Cécile Durmaz / Gazeteci
François Bayrou, 8 Eylül’de hükümetinin kaderini Meclis’te oylatacak. Yaklaşık 44 milyar avroluk tasarruf planı üzerine hükümetinin sorumluluğunu üstlenen Başbakan, ileriye doğru bir kaçış yolunu seçti: tartışmalı bir bütçeyi bir “hakikat sınavı”na dönüştürmek. Ancak bu hakikat onun için yıkıcı olabilir.
KAYBETMEYE MAHKUM BİR HÜKÜMET
Muhalefet, kaderini hızla mühürledi. Radikal sol, komünistler, çevreciler ve Ulusal Birlik (RN) güvenoyu vermeyeceklerini açıkladı. Olası hakem konumundaki Sosyalist Parti de kararını verdi: Bayrou’yu desteklemeyecek. Böylece kaderi, Matignon’a gelişinden sadece sekiz ay sonra, neredeyse kesinleşmiş görünüyor.
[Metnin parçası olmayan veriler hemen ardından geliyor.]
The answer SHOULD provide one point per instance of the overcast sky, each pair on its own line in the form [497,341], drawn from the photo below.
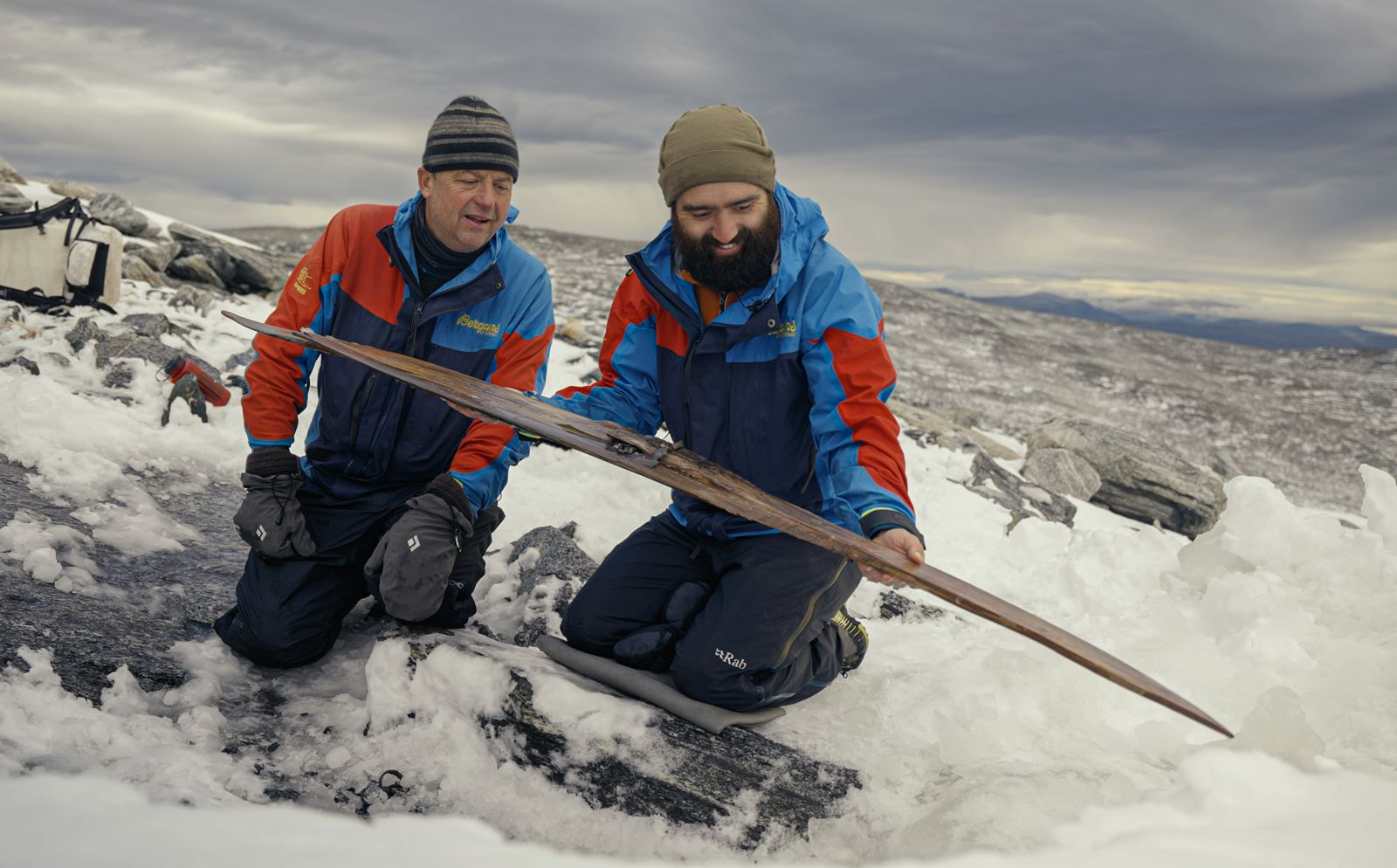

Bayrou meseleyi dramatize ediyor: “Söz konusu olan benim kaderim değil, Fransa’nın kaderidir.” Ancak bu söylemi boşa yankılanıyor. Kamuoyu kemer sıkma önlemlerine karşı: emekli maaşlarının dondurulması, resmi tatillerin kaldırılması, “vergi beyaz yılı”. Le Parisien için Odoxa tarafından yapılan bir ankete göre, Fransızların yüzde 84’ü bu önlemlere karşı çıkıyor.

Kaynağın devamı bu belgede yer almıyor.